Abstract :
[en] This talk has a dual purpose. In addition to mapping the use of one type of metadiscourse, viz. importance markers, across ‘native’ and ‘English Medium Instruction’ (EMI) lecture corpora, we elaborate on analytical issues related to studying metadiscourse in spoken and disciplinary discourse.
‘Importance markers’ (Deroey & Taverniers, 2012) are lexicogrammatical metadiscursive devices combining discourse organization with evaluation along a ‘parameter of importance or relevance’ (Thompson and Hunston, 2000, p. 24). In lectures, they help students identify key content, which is useful for allocating processing resources while listening to what are typically dense monologues that require processing in real time. This in turns is likely to benefit understanding, note-taking and retention. Comparing the use of importance markers in a single-discipline corpus of engineering lectures by ‘native’ speakers and EMI lecturers, our aim was to contribute to the limited insights into the linguistic features of EMI lecture discourse generally and metadiscourse important for lecture discourse organization and hence lecture listening, specifically.

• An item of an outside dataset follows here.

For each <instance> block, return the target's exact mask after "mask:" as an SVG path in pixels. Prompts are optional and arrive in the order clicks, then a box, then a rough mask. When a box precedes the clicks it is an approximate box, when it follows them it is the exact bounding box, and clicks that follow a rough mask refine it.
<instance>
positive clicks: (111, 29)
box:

Both researchers independently identified potential importance markers manually in lectures 46 engineering lectures (364,542 words) delivered in the Italy, Malaysia, the UK, and New Zealand,. Agreed instances were tagged and the tagged corpus imported into Sketch Engine to facilitate further analysis.
Overall, native speakers and EMI lecturers differed little in importance marker frequency, range, types, and lexemes. In both corpora, the predominant verb marker was V n/clause (e.g. remember they don't know each other). The main difference was the far more common use of the listener-oriented 2 pers pron V n/clause marker (you must understand how to apply this one) by the non-native speakers but this was largely due to idiolectic variation.
Contrary to most corpus linguistic metadiscourse studies, we report the inevitable analytical difficulties when identifying and classifying metadiscourse. Issues include establishing a definition that is broad enough to capture the various realizations of a metadiscursive function, while not ‘opening the floodgates’ to include instances that are not representative or that render the study unfeasible. For us this included distinguishing between evaluation of discourse and ‘real world’ entities, excluding very frequent phrases that could be viewed as importance markers but in this discipline probably served another function, and establishing a continuum of highlighting ‘force’. These considerations necessitated careful manual analysis of a relatively small corpus, which however means that generalization are limited and idiolectic bias more likely.
References of the abstract :
Deroey, K. L. B., & Taverniers, M. (2012). ‘Just remember this’: Lexicogrammatical relevance markers in lectures. English for Specific Purposes, 31(4), 221-233. doi: 10.1016/j.esp.2012.05.001
Thompson, G., & Hunston, S. (2000). Evaluation: An introduction. In Hunston, S., & Thompson, G. (Eds.), Evaluation in text: authorial stance and the construction of discourse (pp. 1-27). Oxford: OUP.